B come Berlato. Nel senso di Giacomo, corridore della Nippo Fantini. E’ veneto, ha 24 anni e sta facendo un corso accelerato per laurearsi nelle fughe: non ci ha provato soltanto nella crono. Colpa del primo Giro, corso un anno fa: lo ha chiuso al 101esimo posto e da allora va sempre alla carica. E’ talmente irrequieto che i compagni pensano a lui anche quando il ds Giuliani, riferendosi a necessità personali e non alla squadra, dice «mi scappa». Con Berlato bisogna stare attenti a usare le parole: va all’attacco anche quando non tocca a lui, magari solo perché gli hanno detto di prendersi «un paio d’ore di evasione». E’ uno schietto, che non ti fa stare sulla corda: di solito, la taglia. Tatticamente, gioca allo scoperto: non gli piacciono le strade strette, preferisce prendere il largo. Fuori corsa, non passa per un tipo ordinato: gli altri mettono tutto in valigia, lui fa fagotto. Ormai la sua fama lo precede, anche negli alberghi, dove il personale accoglie sempre la squadra con grande preoccupazione: sanno che c’è in Giro uno specializzato nel levar le tende.
K come Kittel. Nel senso di Marcello, il bello dello sprint. E’ già tornato a casa: come succede ad altri colleghi, in primavera soffre di allergia. La sua si chiama Italia.
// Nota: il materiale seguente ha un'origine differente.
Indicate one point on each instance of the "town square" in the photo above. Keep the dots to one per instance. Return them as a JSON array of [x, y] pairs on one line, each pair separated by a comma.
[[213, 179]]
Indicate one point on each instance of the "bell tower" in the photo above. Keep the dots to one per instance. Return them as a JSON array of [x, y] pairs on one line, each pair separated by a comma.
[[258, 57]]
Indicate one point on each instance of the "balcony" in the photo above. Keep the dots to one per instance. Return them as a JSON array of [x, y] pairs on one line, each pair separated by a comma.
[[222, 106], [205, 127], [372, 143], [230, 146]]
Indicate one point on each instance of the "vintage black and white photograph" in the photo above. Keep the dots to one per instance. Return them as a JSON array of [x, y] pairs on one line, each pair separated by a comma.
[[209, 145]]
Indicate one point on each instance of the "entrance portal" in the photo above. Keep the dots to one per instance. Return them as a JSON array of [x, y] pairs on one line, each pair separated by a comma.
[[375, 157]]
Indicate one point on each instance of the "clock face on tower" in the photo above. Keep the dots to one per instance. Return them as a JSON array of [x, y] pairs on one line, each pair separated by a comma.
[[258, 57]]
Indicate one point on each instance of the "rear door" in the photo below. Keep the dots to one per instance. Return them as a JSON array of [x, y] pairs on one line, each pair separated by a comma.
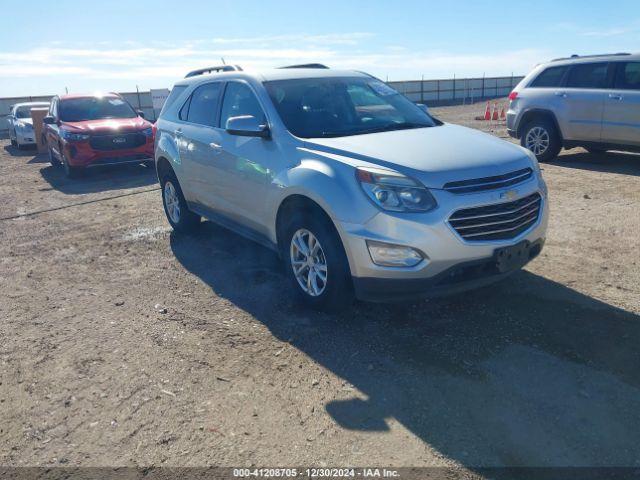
[[581, 103], [621, 123]]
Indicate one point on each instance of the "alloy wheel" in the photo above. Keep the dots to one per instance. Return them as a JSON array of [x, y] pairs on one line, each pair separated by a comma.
[[308, 262], [537, 140]]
Due anni fa abbandonò la corsa rosa dopo due vittorie di tappa in Irlanda: si scusò dicendo «non sapevo che il Giro continuasse in un altro Paese». A questo Giro, dopo i due successi in Olanda, qualche chilometro sulle nostre strade è riuscito a percorrerlo, poi ha salutato tutti raccontando che deve pensare al Mondiale: si corre ad ottobre, meglio muoversi per tempo. Il vero motivo è un altro: non regge le salite. Non solo quelle in corsa: soffre anche quando c’è da salire in camera. A casa c’è tornato in auto: gli dà fastidio pure salire sull’aereo. Fin dalla Calabria ha mostrato segni di insofferenza: è stato quando un cameriere, dopo avergli portato l’insalata, gli ha chiesto «Sale?». A nulla è valso il tentativo dei suoi tecnici di trattenerlo: la decisione di mollare l’ha presa quando si è sentito dire che, pur non vincendo, il suo indice di gradimento stava salendo. Hello Kittel, è stato bello: almeno per le miss e i cuori femminili, che si sono persi dietro il suo sguardo da Apollo e il suo ciuffo ben curato. Magari è piaciuto meno agli amanti della bici: abituati come sono agli uomini-jet, hanno dovuto digerire anche l’uomo-gel.
O come ordine. Nel senso di forze che devono garantirlo. Facilissimo distinguere vigili urbani e carabinieri nei punti chiave del percorso: sono quelli col cellulare all’orecchio.